Background and Context

  • PSLV’s legacy: First successful launch in Oct 1994; workhorse for LEO and SSPO missions; enabled Chandrayaan‑1 and Mars Orbiter Mission.
  • Recent failures: Both linked to PS3 solid‑motor anomalies, suggesting systemic manufacturing or quality‑control issues.
  • Policy framework: Space activities governed by the Indian Space Research Organisation (ISRO) Act, 2008 and the Space Activities Bill (draft); Union List (Article 246) places space under central jurisdiction.

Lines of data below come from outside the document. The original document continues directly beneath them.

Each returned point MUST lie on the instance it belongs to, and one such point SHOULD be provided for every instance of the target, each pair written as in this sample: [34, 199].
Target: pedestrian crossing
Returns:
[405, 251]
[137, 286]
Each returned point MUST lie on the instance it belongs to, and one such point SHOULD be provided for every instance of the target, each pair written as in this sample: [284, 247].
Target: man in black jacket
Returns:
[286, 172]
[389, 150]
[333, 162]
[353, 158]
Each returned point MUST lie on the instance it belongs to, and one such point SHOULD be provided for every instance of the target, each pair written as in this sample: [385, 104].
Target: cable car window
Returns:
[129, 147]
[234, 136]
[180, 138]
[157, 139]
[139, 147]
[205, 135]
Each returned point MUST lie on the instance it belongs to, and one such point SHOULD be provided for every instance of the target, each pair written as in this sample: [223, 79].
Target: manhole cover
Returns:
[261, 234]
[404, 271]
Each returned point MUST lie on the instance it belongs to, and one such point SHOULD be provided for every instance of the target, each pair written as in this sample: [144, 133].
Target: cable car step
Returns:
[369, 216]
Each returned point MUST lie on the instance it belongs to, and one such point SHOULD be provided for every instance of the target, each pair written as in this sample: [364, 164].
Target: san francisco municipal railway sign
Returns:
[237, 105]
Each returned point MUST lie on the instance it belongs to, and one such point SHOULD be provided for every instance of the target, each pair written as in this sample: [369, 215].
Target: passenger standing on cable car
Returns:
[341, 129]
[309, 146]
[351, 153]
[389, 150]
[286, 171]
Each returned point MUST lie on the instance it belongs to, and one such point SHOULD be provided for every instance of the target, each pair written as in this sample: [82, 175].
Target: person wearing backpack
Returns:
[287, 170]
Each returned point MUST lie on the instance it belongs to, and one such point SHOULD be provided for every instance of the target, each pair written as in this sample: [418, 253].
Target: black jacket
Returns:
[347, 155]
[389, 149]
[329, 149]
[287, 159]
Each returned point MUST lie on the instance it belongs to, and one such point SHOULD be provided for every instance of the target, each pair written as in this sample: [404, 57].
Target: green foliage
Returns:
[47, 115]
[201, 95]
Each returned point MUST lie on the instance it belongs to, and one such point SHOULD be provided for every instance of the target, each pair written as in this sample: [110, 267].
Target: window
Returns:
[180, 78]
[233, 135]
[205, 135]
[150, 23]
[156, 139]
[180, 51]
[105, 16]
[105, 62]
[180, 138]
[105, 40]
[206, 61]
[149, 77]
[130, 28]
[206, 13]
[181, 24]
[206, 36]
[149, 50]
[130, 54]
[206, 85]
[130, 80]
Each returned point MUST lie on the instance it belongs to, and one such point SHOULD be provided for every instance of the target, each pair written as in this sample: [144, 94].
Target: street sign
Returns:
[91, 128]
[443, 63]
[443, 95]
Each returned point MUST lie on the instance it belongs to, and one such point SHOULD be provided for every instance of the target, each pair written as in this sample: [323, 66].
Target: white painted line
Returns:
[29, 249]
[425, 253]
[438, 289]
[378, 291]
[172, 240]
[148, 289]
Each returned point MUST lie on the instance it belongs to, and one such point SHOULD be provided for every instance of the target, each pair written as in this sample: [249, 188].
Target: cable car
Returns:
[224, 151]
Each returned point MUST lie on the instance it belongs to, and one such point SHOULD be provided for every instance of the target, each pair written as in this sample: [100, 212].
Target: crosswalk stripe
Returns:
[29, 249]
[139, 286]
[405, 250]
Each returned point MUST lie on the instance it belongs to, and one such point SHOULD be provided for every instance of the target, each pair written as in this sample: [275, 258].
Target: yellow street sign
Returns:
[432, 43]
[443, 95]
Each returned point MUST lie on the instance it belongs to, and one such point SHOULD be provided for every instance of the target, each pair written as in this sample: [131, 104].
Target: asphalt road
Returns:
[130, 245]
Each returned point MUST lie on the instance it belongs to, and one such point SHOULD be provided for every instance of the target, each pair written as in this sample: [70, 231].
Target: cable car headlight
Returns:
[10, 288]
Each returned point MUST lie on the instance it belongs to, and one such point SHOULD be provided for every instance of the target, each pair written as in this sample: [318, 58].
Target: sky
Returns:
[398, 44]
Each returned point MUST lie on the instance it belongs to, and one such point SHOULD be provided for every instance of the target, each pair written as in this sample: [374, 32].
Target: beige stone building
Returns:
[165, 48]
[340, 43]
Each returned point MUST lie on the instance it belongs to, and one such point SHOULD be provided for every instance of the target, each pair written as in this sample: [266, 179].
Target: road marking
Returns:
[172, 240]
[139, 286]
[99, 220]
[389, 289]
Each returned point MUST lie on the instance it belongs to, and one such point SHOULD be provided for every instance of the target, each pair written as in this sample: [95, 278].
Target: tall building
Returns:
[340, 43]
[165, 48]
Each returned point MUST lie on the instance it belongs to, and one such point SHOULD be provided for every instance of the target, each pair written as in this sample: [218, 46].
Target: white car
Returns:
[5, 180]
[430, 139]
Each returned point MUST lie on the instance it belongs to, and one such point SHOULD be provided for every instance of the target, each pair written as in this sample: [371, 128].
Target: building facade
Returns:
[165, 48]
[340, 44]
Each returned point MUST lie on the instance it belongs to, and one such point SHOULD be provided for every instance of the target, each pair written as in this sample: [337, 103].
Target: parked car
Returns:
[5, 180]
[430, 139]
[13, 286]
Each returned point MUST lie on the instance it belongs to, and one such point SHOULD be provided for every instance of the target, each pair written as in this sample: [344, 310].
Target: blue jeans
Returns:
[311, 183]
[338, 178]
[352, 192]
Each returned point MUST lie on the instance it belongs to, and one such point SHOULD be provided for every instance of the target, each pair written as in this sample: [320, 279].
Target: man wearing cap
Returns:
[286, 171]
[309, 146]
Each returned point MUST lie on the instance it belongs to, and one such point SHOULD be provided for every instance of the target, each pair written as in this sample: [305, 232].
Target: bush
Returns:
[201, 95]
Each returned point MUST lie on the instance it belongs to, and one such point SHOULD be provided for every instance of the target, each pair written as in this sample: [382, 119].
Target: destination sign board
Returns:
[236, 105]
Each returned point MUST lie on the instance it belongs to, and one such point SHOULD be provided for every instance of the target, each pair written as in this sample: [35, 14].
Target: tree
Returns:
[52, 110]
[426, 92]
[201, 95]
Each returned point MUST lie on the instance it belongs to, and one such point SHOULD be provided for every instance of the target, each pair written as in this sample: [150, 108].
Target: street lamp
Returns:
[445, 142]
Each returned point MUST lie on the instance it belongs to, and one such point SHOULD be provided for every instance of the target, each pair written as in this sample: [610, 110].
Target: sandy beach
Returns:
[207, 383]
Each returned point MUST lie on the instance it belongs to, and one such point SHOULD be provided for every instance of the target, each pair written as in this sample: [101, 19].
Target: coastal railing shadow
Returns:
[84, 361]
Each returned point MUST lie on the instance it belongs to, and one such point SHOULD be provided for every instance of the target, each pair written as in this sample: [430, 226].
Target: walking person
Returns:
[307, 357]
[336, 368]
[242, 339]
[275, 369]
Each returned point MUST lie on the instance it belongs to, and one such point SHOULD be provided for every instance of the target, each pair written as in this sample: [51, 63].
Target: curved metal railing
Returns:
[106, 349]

Significance for India / Governance / Policy

  • National security: Delay in deploying EO satellites creates intelligence “blind spots” affecting border monitoring and disaster response.
  • Commercial credibility: Repeated failures erode confidence of foreign customers, jeopardising revenue for NewSpace India Limited (NSIL) and the broader Indian space industry.
  • Supply‑chain vulnerability: Dependence on imports for space‑grade electronics, carbon‑fibre, semiconductors (import cost ~12× export earnings, 2021‑22) exposes the programme to export‑control risks.
  • Privatisation challenge: Transfer of 50 % PSLV development to HAL‑L&T consortium raises QA consistency concerns across tiers.

Recommended Measures (Policy & Technical)

  • Reliability‑first engineering: Shift from mission‑centric to fleet‑level reliability programmes; incremental validation of block upgrades.
  • Transparent failure analysis: Mandate timely public release of Failure Analysis Committee (FAC) reports, with redacted sensitive details.
  • Infrastructure diversification: Accelerate a second orbital launch site; operationalise alternative pads to reduce weather‑related and geopolitical risks.
  • Indigenisation drive: Prioritise domestic production of space‑grade electronics, TWTs, composites, and semiconductors; use assured government demand to de‑risk private suppliers.
  • Space Command empowerment: Establish a fully empowered Indian Space Command for ISR, SSA, and integration of space data into joint military operations.

Related Constitutional / Legal Provisions

  • Article 246 (Union List) – Gives Parliament exclusive power to legislate on space and related activities.
  • ISRO Act, 2008 – Provides statutory framework for ISRO’s functioning, including provisions for technology transfer and liability.
  • Space Activities Bill (draft) – Proposes a licensing regime, safety standards, and a liability framework aligned with the Outer Space Treaty.

Conclusion

The PSLV failures underscore that India’s space challenge has shifted from capability building to maintaining credibility, resilience, and execution. Addressing technical, supply‑chain, and policy gaps through transparent, systemic reforms is essential to safeguard strategic autonomy and revive India’s position in the global launch market.